Indeed, that could be just an impression, (or a wish ) but when comparing some SMT and NMT results, we get comparable Bleu score, however NMT phrase seem better constructed.
For clarification, I would like to discuss here how PPL and Prediction are computed in onmt.
My understanding is that at training time:
- we have a batch size of n_s sentences made of n_w words in total. (n_s is the same for training batch size and valid data batch size)
- at each "report iteration" we compute the training perplexity for N batches, ie N x n_s words.
This per-word perplexity is computed according to the model weights as the log likelihood sum of each predicted word.
- at the end of each "epoch" we compute the validation perplexity on the total words of the valid data set.
At inference time:
- we compute a "PRED SCORE" : log likelihood of the target words according to the model (what scale ?)
for instance when I see PRED AVG SCORE: -0.67, PRED PPL: 1.96 - I can't do the math.
EDITED: Now I can exp(0.67) = 1.96
- optionally if Gold Data is provided, we compute Gold score and Gold PPL ("according to the model"): how are they computed ?

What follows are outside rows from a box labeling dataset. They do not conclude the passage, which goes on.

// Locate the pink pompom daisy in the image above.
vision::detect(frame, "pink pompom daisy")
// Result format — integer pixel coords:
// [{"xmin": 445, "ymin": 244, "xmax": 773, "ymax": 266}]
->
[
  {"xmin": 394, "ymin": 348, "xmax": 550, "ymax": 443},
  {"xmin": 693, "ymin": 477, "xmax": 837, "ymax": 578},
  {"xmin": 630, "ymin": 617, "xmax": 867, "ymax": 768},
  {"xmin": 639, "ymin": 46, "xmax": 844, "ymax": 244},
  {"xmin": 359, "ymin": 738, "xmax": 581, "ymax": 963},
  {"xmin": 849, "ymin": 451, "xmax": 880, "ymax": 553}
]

To get back to the main question (Bleu, PPL, ...) I was wondering if we could try to simultaneously have a target side LM that could be used to measure the PPL_lm of the model output which could give a metric on how relevant the sentence is based on the language only.
My point is that a n-gram based only metric is far from being accurate and I have the feeling that it is not bridging the same gap that we have between a n-gram LM and a lstm-LM.